Reposted from five years ago.
A 2015 worldwide human study Hunger promotes acquisition of nonfood objects found that people’s current degree of hungriness affected their propensity to acquire nonfood items.
The researchers admitted that they didn’t demonstrate cause and effect with the five experiments they performed, although the findings had merit. News articles poked good-natured fun at the findings with headlines such as “Why Hungry People Want More Binder Clips.”
The research caught my eye with these statements:
“Hunger’s influence extends beyond food consumption to the acquisition of nonfood items that cannot satisfy the underlying need.
The concept of the quotes relates to a principle of Dr.
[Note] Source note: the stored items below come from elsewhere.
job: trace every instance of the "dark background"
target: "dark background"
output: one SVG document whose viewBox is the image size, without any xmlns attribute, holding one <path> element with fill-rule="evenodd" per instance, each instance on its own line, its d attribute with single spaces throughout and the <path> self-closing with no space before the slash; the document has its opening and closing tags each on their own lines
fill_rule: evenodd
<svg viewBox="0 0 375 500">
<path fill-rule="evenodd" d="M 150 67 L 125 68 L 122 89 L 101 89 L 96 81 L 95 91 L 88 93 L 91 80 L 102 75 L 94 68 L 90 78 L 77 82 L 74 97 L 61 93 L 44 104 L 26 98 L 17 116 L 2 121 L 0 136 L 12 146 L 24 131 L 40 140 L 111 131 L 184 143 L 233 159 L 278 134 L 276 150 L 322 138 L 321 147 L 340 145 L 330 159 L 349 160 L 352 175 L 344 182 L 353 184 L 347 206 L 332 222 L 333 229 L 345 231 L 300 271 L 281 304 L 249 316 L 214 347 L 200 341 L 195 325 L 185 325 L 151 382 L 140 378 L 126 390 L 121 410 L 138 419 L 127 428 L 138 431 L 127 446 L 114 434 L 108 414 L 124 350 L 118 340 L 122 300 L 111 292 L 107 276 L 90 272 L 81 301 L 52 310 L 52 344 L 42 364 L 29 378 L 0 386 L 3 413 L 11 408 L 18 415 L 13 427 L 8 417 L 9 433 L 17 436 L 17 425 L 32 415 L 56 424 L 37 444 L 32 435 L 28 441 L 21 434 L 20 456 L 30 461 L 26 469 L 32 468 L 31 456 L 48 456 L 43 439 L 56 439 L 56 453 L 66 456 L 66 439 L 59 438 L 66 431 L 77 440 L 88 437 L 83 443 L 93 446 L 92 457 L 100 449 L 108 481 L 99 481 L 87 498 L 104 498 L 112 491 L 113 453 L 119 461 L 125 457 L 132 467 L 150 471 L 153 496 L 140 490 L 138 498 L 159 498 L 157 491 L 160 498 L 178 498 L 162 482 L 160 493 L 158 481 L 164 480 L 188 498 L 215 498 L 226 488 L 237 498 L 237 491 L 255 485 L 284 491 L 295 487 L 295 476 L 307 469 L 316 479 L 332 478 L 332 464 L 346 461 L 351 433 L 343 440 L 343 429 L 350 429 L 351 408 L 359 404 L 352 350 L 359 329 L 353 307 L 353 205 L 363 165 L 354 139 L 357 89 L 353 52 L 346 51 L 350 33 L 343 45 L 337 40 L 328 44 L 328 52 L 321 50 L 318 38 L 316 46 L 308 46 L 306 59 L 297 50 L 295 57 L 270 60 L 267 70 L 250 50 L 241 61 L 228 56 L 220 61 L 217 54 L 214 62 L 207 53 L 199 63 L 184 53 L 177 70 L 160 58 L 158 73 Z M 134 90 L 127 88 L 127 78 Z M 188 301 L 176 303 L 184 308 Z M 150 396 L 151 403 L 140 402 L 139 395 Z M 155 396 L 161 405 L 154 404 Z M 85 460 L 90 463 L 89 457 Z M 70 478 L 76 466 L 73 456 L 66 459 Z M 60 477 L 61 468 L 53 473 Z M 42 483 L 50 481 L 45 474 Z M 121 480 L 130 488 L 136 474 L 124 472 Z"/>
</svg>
Arthur Janov’s Primal Therapy – symbolic satisfaction of needs. Two fundamentals of Primal Therapy:
- The physiological impacts of our early unmet needs drive our behavior, thoughts, and feelings.
- The painful impacts of our unfulfilled needs impel us to be constantly vigilant for some way to fulfill them.
Corollary principles of Primal Therapy:
- Our present efforts to fulfill our early unmet needs will seldom be satisfying. It’s too late.
- We acquire substitutes now for what we really needed back then.
- Acquiring these symbols of our early unmet needs may – at best – temporarily satisfy derivative needs.
But the symbolic satisfaction of derived needs – the symptoms – never resolves the impacts of early unfulfilled needs – the motivating causes:
- We repeat the acquisition behavior, and get caught in a circle of acting out our feelings and impulses driven by these conditions.
- The unconscious act-outs become sources of misery both to us and to the people around us.
As this study’s findings showed, there’s every reason for us to want researchers to provide a factual blueprint of causes for our hunger sensation effects, such as “unrelated behaviors that cannot satisfy the motivation.“
Hunger research objectives could include answering:
- What enduring physiological changes occurred as a result of past hunger?
- How do these changes affect the subjects’ present behaviors, thoughts, and feelings?
Hunger research causal evidence for the effect of why people acquire “items that cannot satisfy the underlying need” may include studying where to start the timelines for the impacts of hunger. The impacts potentially go back at least to infancy when we were completely dependent on our caregivers.
Infants can’t get up to go to the refrigerator to satisfy their hunger. All a hungry infant can do is call attention to their need, and feel pain from the deprivation of their need.